Mit Dr. Gustav Nachtigal durch Tripolitanien – Teil 2

Während seiner Tätigkeit als Leibarzt des Bey von Tunis wurde König Wilhelm I. von Preußen auf Dr. Gustav Nachtigal aufmerksam. Er beauftragte ihn 1868 mit einer Mission an den Tschadsee. Dem Herrscher von Bornu, einem Reiches zwischen den heutigen Staaten Nigeria, Niger und Tschad, sollte eine Kollektion von Geschenken überbracht werden. Scheich Omar hatte sich mehrfach gegenüber deutschen Forschungsreisenden besonders gastlich gezeigt. Auf dem Rücken von Kamelen sollten ein goldgerahmtes königliches Großporträt und ein pompöser Thronsessel transportiert werden. In Tripolis, damals Hauptstadt der osmanischen Provinz Tripolitanien, bereitete sich Nachtigal auf die lang andauernde Reise vor: „Ich begleitete Mohammed el-Qatrûnî auf den Wochenmarkt, wo er die noch fehlenden Reise-Utensilien einkaufen sollte, um von seiner Erfahrung zu profitieren. Die zirkulierende Münze ist der türkische Piaster – Ghirsch et-Turkî -, der aus zwei Zwanzig-Para-Stücken – Abu Aschrin, d.h. Vater der zwanzig – besteht und von dem wieder zwanzig einen Mahabub darstellen. Der letztere ist eine imaginäre Münze, figuriert aber nach dem türkischen Piaster am häufigsten in der Rechnung. Ihm am nächsten steht der Fünf-Franken-Taler, welcher durchschnittlich 23 türkische Piaster enthält; dann folgt der österreichische Maria-Theresia-Taler – Abû Teïr, d.h.

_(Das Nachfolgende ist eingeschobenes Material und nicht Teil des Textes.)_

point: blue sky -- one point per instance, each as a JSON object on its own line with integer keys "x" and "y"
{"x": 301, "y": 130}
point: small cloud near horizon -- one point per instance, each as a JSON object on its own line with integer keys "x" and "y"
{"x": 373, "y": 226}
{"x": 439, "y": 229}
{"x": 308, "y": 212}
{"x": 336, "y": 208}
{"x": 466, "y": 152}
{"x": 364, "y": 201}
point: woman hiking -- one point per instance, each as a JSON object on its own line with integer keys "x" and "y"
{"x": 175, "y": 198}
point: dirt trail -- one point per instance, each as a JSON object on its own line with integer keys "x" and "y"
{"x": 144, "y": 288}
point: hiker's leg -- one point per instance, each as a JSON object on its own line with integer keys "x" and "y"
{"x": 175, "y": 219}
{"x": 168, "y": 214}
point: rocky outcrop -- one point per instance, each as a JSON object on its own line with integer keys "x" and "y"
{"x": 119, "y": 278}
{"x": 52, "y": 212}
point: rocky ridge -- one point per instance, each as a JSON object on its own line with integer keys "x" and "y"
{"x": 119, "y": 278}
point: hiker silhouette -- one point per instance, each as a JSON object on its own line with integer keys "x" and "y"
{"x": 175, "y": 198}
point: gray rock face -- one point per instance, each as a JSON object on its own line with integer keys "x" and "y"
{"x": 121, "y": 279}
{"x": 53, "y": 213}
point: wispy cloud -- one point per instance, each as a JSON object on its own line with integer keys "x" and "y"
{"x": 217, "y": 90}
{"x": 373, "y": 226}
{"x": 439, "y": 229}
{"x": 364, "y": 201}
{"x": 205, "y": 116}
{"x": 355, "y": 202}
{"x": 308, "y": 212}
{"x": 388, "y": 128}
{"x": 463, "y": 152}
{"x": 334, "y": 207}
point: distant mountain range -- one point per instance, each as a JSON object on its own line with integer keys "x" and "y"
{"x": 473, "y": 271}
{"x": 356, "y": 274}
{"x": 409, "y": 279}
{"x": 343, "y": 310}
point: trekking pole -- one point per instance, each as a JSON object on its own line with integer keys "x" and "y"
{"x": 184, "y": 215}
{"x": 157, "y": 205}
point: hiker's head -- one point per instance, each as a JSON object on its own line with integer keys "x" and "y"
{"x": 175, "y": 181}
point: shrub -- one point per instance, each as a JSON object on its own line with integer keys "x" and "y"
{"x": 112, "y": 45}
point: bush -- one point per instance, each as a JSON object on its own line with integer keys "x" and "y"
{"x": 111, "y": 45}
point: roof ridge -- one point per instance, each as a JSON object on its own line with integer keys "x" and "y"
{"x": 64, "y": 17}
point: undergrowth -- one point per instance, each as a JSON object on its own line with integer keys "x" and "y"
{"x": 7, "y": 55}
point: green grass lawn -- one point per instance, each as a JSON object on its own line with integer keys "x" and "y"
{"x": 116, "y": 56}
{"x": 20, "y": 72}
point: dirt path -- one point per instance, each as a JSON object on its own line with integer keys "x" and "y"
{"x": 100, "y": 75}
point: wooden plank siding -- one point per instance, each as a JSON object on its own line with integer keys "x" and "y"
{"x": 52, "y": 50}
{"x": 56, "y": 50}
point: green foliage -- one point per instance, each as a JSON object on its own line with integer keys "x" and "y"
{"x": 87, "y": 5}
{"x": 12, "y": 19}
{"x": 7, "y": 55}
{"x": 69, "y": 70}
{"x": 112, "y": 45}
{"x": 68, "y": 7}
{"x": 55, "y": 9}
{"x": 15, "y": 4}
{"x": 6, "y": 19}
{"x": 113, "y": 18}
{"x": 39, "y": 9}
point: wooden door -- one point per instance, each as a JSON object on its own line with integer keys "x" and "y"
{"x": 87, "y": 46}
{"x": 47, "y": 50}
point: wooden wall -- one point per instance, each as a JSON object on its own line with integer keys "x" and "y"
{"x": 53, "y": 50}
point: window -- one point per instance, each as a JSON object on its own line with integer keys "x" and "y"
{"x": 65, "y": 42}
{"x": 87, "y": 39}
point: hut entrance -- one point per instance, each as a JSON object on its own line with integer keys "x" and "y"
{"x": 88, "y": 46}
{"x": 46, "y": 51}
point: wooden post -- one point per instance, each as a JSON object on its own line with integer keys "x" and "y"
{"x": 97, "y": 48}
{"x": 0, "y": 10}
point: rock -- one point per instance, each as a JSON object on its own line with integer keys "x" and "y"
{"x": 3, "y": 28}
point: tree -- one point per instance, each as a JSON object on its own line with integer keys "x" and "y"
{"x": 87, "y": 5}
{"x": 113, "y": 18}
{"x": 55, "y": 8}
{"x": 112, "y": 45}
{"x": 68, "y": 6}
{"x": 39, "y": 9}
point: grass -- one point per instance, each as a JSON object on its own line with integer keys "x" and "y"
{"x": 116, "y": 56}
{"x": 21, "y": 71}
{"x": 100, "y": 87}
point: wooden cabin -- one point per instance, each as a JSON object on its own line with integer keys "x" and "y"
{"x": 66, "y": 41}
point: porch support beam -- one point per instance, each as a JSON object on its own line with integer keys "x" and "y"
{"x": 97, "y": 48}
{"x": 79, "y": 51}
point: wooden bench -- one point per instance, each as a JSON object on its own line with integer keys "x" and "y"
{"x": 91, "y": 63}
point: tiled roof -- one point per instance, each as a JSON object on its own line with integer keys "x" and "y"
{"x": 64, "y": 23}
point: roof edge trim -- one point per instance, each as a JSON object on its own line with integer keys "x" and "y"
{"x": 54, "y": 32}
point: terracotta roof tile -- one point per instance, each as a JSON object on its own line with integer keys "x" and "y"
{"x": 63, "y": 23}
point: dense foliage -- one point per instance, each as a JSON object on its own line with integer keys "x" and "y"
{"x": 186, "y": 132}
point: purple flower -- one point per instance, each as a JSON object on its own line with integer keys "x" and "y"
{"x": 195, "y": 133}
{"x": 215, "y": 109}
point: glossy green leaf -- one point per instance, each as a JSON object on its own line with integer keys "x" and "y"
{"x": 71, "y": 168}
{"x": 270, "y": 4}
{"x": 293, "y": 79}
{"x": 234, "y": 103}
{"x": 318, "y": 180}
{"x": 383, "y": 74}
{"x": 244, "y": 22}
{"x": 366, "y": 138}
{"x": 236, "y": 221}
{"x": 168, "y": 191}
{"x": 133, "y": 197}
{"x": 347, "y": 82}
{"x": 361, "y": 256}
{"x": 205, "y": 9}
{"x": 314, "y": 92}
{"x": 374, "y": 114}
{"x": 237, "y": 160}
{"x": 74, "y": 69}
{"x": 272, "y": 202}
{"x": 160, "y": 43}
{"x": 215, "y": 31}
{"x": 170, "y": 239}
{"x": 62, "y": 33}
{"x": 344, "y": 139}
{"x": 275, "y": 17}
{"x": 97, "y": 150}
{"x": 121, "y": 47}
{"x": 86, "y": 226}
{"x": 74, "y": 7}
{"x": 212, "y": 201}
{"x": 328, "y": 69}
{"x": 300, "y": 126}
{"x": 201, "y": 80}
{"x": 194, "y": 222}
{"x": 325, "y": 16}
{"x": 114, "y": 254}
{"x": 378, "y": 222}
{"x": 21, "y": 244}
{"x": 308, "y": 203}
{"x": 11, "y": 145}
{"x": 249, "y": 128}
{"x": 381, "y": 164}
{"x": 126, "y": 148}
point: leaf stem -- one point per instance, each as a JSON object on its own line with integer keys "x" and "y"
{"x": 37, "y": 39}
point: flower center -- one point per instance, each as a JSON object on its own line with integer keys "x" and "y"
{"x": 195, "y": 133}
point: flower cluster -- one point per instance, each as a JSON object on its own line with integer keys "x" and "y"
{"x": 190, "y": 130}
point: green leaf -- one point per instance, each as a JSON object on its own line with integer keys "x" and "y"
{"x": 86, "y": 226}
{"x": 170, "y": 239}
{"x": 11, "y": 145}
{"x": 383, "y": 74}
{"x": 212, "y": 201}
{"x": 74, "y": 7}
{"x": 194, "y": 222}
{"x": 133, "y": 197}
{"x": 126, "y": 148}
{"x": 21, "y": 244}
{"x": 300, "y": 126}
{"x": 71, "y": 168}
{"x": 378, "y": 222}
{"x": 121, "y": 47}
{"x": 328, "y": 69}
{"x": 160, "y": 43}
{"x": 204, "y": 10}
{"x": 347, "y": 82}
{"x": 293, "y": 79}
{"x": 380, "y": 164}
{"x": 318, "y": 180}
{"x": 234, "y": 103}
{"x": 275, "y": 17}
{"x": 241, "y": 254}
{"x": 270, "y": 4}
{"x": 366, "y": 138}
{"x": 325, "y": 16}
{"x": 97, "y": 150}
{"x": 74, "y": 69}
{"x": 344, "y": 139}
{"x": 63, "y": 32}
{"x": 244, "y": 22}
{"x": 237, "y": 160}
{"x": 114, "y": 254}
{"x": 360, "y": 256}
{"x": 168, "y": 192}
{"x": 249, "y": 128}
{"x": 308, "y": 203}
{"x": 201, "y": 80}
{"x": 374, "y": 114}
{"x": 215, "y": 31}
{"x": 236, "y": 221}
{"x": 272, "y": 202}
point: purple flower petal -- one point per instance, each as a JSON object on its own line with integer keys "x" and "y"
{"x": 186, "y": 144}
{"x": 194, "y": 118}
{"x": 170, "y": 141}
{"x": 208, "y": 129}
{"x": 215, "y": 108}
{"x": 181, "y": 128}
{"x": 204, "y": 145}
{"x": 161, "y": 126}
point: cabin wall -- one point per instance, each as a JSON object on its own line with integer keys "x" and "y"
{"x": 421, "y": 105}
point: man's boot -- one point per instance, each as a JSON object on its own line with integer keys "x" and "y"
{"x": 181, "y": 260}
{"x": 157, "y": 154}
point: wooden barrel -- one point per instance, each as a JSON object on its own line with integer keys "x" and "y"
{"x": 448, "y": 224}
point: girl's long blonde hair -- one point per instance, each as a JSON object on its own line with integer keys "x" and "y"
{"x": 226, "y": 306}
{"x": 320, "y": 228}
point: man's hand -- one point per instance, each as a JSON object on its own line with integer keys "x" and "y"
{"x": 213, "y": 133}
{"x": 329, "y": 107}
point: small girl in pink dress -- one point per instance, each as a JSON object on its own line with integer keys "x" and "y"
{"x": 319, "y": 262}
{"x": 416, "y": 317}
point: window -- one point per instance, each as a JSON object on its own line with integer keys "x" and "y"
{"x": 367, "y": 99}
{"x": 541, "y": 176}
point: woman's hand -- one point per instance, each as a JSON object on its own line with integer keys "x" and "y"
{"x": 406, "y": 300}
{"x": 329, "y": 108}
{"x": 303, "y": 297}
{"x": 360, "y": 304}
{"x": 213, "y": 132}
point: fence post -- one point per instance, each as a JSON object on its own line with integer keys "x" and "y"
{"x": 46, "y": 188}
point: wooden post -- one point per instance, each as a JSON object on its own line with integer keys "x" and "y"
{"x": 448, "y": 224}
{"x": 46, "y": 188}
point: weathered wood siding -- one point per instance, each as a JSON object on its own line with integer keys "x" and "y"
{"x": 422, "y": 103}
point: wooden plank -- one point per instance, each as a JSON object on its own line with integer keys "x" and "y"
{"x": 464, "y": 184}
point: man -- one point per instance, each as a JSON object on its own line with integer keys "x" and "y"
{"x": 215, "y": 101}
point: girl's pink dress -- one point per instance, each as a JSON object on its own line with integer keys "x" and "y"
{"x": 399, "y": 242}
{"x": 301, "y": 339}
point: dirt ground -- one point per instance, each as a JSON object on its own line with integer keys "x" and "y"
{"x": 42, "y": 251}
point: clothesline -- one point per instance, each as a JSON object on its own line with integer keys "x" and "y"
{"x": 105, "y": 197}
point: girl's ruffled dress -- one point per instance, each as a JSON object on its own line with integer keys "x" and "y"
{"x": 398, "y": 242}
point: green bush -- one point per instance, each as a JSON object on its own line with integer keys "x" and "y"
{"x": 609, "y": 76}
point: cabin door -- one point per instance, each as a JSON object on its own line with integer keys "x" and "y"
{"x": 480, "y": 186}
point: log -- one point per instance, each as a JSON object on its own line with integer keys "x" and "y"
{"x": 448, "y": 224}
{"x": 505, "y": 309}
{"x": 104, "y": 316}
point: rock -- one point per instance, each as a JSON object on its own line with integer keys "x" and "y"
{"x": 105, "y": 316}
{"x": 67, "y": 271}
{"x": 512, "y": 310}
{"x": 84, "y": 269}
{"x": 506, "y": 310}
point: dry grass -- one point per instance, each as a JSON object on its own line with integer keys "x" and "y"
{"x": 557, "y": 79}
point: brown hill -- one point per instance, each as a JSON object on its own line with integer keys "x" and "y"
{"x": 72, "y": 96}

Vater des Vogels, nach dem Doppeladler auf der einen Bildfläche so genannt. Er hat je nach dem Kurs einen Wert von 23 bis 25 Kolonnaten-Taler. Er ist nach den Säulen des Herkules auf seiner einen Bildfläche benannt, welche die Araber für Kanonen genommen haben und Abu Medf’a, d.h. Vater der Kanone heißt.“ (Gustav Nachtigal: Tibesti, Tübingen 1978, S. 43)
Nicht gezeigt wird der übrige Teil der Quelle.